Soil Organic Carbon (SOC) is a vital component of ecosystem services, influencing carbon sequestration and soil health, particularly in cash crop ecosystems. However, the impact of feature selection and predictor optimization on SOC estimation accuracy remains underexplored. This study integrates dual feature selection techniques, Pearson Correlation and Mutual Information Maximization (MIM) to identify key predictors while minimizing redundancy. SOC predictions were derived from multispectral Sentinel-2 and Synthetic Aperture Radar (SAR) Sentinel-1 data, fused with environmental variables. The Extreme Gradient Boosting (XGBoost) model was applied and optimized using Bayesian hyperparameter tuning, with performance compared to Random Forest (RF) and Support Vector Regression (SVR). Model evaluation metrics included Coefficient of Determination (R²), Root Mean Square Error (RMSE), Mean Absolute Error (MAE), and the Ratio of Performance to Interquartile Range (RPIQ). The results indicated that dual feature selection techniques improved predictor relevance and reduced redundancy.
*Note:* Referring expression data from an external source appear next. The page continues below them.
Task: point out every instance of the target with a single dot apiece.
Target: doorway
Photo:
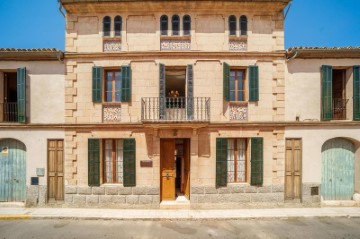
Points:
(175, 169)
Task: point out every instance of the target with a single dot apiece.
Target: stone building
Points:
(183, 103)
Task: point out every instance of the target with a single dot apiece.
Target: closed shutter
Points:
(97, 84)
(221, 162)
(94, 162)
(162, 91)
(190, 94)
(257, 161)
(125, 83)
(129, 163)
(356, 97)
(21, 94)
(326, 93)
(253, 83)
(226, 81)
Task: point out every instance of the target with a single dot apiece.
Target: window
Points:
(113, 161)
(187, 25)
(232, 25)
(243, 25)
(113, 86)
(175, 25)
(117, 25)
(237, 165)
(106, 26)
(164, 25)
(237, 85)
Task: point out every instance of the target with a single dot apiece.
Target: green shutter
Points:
(97, 84)
(125, 83)
(221, 162)
(257, 161)
(190, 92)
(326, 93)
(94, 162)
(253, 83)
(129, 163)
(226, 81)
(21, 94)
(356, 86)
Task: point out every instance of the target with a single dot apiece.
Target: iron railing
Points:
(9, 111)
(175, 109)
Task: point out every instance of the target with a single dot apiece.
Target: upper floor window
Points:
(187, 25)
(106, 26)
(117, 25)
(243, 25)
(164, 25)
(232, 25)
(175, 25)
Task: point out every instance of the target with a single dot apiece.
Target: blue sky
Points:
(38, 23)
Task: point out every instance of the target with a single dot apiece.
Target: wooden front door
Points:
(55, 170)
(167, 169)
(293, 169)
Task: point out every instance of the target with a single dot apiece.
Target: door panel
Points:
(167, 169)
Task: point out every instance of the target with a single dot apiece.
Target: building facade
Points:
(184, 103)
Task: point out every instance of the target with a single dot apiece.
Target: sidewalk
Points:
(159, 214)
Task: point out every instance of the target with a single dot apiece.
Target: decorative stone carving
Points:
(175, 44)
(238, 112)
(237, 45)
(112, 45)
(111, 113)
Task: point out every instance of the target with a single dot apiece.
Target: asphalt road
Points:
(276, 228)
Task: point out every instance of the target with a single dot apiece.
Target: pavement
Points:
(14, 213)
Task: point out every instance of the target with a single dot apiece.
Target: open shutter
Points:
(326, 93)
(221, 162)
(356, 85)
(257, 161)
(21, 94)
(97, 84)
(226, 81)
(190, 92)
(129, 163)
(94, 162)
(253, 83)
(162, 93)
(125, 83)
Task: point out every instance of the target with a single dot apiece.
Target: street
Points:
(266, 228)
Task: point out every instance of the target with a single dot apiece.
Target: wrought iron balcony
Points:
(175, 109)
(9, 112)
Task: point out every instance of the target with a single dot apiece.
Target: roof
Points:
(31, 54)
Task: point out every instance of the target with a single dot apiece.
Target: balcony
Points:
(175, 109)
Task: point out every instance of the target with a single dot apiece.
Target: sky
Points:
(330, 23)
XGBoost achieved the highest accuracy, with an R² of 0.905, RMSE of 2.453 ton C ha⁻¹, MAE of 1.185, and PIRQ of 16.691. Rubber tree plantations exhibited the highest SOC content (14.29 t C ha^{− 1}), while paddy fields displayed the lowest (9.83 t C ha^{− 1}); and perennial crops exhibited higher uncertainty in SOC estimation compared to annual crops. This approach effectively enhanced predictor relevance while reducing redundancy, resulting in superior model performance. By integrating data from Sentinel-2, Sentinel-1, and environmental variables, the proposed framework provides a scalable and accurate solution for carbon accounting and sustainable soil management at a spatial resolution of 30 m. This methodology proves to be a valuable tool for capturing and addressing variability in SOC dynamics across diverse agroecosystems.